Researchers paired the library survey data with the
university’s Office of Institutional Research student data to first determine
if there were any significant relationships between a student’s self-reported
library usage and known student outcomes. They used a logistic regression of
all the library input variables against selected student outcomes: retention,
graduation, and GPA. They also determined that the data would be viewed in
undergraduate class-based cohorts to minimize variations among the respondent
experiences. In addition to the library variables, researchers tested a number
of demographic factors drawn from institutional research data against selected
student outcomes to identify the most significant demographic factors for the
individual cohorts. Using these control factors and the library variables the
researchers developed three research questions:
Undergraduate students participated in library surveys
in the years 2007, 2008 and 2010. Bellarmine University is a small, private,
Catholic university located in Louisville, Kentucky. Total university
enrollment is approximately 2,000 undergraduate students and nearly 800 graduate
students. There were over 1,000 students living in the residence halls. The
institution currently offers over 50 undergraduate bachelor degree programs and
over 20 graduate programs. Over 80% of Bellarmine’s undergraduate students
attend full-time and are under 25 years of age.
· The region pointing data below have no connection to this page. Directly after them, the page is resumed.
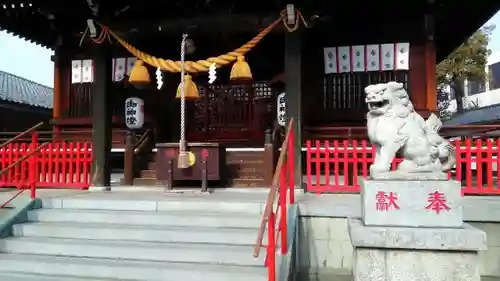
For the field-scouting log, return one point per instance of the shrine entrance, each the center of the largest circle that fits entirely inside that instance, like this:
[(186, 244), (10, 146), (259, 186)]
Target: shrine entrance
[(232, 114)]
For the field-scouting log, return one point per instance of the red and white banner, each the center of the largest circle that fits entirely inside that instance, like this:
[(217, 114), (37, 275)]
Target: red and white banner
[(82, 71), (365, 58)]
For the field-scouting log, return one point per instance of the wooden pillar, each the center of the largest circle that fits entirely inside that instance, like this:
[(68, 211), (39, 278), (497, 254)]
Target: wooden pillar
[(430, 65), (102, 117), (423, 90), (293, 75), (57, 102)]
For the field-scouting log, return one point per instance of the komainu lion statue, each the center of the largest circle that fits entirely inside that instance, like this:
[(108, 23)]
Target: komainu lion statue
[(393, 125)]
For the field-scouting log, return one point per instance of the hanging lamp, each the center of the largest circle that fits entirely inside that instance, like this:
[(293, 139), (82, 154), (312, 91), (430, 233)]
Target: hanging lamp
[(139, 74), (241, 70), (190, 89)]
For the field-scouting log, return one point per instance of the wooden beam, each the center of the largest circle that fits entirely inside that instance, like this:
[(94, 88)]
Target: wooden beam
[(293, 90), (57, 101), (102, 118)]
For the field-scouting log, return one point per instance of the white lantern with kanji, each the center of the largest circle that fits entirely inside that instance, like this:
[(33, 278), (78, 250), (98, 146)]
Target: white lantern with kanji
[(281, 109), (134, 113)]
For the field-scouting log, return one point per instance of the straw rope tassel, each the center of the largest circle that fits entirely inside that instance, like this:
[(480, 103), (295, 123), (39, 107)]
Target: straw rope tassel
[(194, 66)]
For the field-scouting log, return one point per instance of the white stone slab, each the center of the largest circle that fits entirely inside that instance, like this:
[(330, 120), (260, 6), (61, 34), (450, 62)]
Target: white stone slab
[(467, 238), (397, 265), (430, 203)]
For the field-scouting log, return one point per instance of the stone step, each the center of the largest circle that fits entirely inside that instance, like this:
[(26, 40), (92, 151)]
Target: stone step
[(148, 174), (15, 276), (147, 251), (121, 232), (249, 182), (102, 269), (152, 181), (201, 219), (179, 205)]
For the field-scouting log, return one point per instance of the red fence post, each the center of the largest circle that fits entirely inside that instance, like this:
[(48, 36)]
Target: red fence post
[(271, 248), (33, 165), (291, 165), (282, 208)]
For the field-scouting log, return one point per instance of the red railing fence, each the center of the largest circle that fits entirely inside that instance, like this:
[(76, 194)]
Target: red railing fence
[(282, 185), (336, 166), (58, 164)]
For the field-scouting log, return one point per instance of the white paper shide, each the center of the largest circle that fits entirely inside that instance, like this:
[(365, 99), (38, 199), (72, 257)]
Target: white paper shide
[(134, 113)]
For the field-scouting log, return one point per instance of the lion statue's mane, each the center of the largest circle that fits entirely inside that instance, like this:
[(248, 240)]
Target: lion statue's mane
[(393, 125)]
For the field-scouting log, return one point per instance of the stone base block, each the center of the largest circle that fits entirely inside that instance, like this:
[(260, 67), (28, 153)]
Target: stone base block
[(397, 265), (417, 254), (411, 203)]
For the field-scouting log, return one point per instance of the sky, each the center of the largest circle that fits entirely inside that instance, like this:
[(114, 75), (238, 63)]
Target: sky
[(28, 60)]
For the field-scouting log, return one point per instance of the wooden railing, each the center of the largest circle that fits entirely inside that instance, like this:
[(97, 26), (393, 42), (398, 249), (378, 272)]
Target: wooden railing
[(283, 182), (359, 132), (133, 150), (34, 150), (21, 135), (77, 135)]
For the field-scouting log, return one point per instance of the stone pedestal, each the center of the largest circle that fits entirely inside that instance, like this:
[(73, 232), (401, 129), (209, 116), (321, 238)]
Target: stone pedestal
[(405, 235), (432, 203)]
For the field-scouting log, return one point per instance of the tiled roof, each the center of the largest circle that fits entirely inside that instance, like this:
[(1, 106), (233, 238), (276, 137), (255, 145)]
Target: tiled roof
[(480, 115), (17, 89)]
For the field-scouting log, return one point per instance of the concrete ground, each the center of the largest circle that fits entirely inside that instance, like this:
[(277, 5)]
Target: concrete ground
[(157, 194)]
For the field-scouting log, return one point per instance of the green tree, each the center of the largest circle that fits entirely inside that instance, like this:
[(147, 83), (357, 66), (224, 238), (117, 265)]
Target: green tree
[(467, 61)]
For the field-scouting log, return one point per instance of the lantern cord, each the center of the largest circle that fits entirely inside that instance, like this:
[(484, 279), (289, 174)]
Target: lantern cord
[(201, 66), (183, 94)]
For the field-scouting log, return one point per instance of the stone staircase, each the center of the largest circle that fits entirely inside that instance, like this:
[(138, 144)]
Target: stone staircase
[(85, 238)]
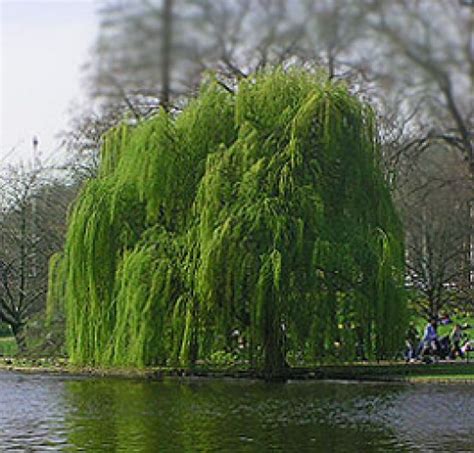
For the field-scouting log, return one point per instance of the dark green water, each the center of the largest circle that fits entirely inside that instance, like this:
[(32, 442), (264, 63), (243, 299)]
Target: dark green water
[(46, 413)]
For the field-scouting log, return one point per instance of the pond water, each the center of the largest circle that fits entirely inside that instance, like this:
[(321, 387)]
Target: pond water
[(51, 413)]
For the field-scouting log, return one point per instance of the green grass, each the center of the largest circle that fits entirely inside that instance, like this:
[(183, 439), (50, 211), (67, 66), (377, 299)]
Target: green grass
[(8, 346)]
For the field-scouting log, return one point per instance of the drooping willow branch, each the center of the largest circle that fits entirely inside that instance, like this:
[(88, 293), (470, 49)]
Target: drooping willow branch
[(224, 219)]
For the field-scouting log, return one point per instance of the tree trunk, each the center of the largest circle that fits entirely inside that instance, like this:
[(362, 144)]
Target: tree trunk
[(19, 334), (167, 28)]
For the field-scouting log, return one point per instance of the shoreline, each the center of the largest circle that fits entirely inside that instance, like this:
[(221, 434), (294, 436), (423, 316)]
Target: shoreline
[(442, 373)]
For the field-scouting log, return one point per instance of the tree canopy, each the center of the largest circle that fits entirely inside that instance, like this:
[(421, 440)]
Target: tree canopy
[(263, 212)]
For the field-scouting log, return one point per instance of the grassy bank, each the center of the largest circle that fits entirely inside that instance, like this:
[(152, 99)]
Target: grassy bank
[(382, 372), (7, 346)]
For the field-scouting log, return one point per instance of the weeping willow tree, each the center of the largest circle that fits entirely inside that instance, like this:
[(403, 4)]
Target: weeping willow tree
[(263, 212)]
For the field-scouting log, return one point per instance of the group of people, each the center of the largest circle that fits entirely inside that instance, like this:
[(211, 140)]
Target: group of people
[(456, 344)]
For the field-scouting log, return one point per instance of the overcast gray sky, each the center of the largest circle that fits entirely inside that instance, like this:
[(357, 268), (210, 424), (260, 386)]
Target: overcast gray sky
[(43, 44)]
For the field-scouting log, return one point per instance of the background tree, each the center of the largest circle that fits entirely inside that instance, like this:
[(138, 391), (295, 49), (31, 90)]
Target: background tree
[(32, 225)]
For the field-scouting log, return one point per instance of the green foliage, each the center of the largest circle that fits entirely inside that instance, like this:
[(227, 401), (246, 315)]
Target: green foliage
[(264, 211)]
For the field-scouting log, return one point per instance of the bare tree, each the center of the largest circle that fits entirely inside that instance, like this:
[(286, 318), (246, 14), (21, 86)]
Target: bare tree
[(32, 225)]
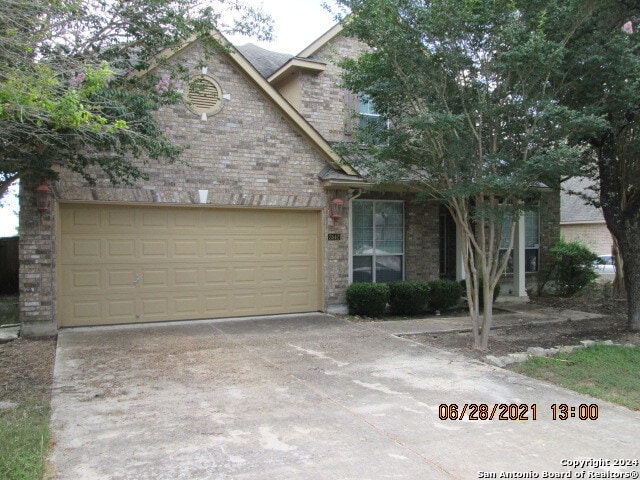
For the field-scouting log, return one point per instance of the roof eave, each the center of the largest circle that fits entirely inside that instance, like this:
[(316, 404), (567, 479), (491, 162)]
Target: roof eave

Bellarmine University has an incoming class of about
600 students every fall. The following demographic and academic preparedness
measures are consistent across freshman cohorts:
Due to these similar demographics across the student
body, researchers collapsed the survey responses for 2007, 2008, and 2010 and
studied the data as class-based cohorts.
Due to the limited number of undergraduate students at
the institution, sampling was unnecessary because the entire population could
easily be requested to participate. On designated years, the institution
invited the undergraduate populations to participate in the library survey.
Most members of the freshmen and senior populations start at the university as
first-time, traditional age freshmen; however, all freshman and senior students
were invited to participate in the survey, regardless of whether they enrolled
as traditional freshmen, transfer students, or re-admitted students. The response
rate for the three surveys ranged from a low of 20% to a high of 26%.
Results
The variables considered, Full-time/Part-time Status, Session
GPA, Race, and ACT composite score, either singly or in combinations,
were identified by a logistic regression as having a significant relationship
to outcome variables, whether a student graduated or the cumulative GPA (p<.05). These variables were
controlled in our analyses to consider whether library usage variables
independently influenced student outcomes (see Appendix B).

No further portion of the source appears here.